Lorsque je suis arrivé à Athènes, j’ai entamé une recherche de terrain sur la scène artistique locale que j’avais quittée en 2005. La situation politique du pays avait radicalement changé, mon regard aussi. Ce qui s’est révélé déterminant dans mes choix c’est un certain rapport à la communauté. Je suis partie de la Grèce avec une image idéalisée du travail en compagnie, puis j’ai été confrontée à la destruction de ce modèle et j’ai dû m’adapter à une organisation du travail beaucoup plus flexible, précaire, néolibérale. Ce modèle d’individualisation domine les modes de production actuels et Athènes ne semblait pas devoir y faire exception.
Or, en réaction à la crise financière de 2008, un certain nombre d’artistes ont commencé à occuper des espaces au centre d’Athènes pour travailler collectivement.
Collective choreography, Untitled series, initié par Mariela Nestora est le résultat de ce type d’expérimentations. Pour penser la communauté je me suis intéressée aux modes de production marginaux et aux nouveaux échanges d’idées à l’oeuvre dans le champ chorégraphique, un art lui-même marginal.
Iris, Alexandra, Mariela, Katerina et moi ne suit donc pas des directives formelles mais s’intéresse aux différentes manières de faire communauté. Alors qu’Iris Karayan développe, par exemple, une approche formelle du mouvement permettant d’agencer un groupe de danseurs, Alexandra Bachzetsis travaille sur plusieurs corps androgynes en constante transformation. Quant à Katerina Andreou, elle présente une étape d’un travail en cours sur certaines idées d’autonomie. Elle a quitté la Grèce pour étudier et développer son travail en France. Sa démarche fait écho à mon propre parcours.
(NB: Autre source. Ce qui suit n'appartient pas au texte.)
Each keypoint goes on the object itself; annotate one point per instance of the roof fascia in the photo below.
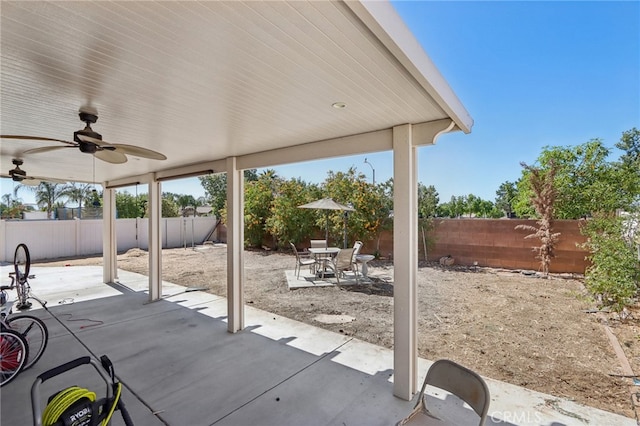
(385, 23)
Intéressée par le travail chorégraphique de ces femmes et lorsque j'organisait cette programmation, je me suis retrouvée confronté aux stratégies institutionnelles qui poussent la production artistique à adopter certains formats. J’ai voulu éviter de reproduire des gestes curatoriaux que je trouve aliénant en tant que chorégraphe tout en exposant des travaux que je juge accomplis pour ce type de visibilité et je n’ai pas joué la carte ni de la starification, ni de l’émergence. Mon idée était que ce focus pouvait servir de jalon pour mon travail et pour celui d’Iris, d’Alexandra, de Mariela et de Katerina, initiant un dialogue qui se poursuivrait par la suite entre nous et avec le public.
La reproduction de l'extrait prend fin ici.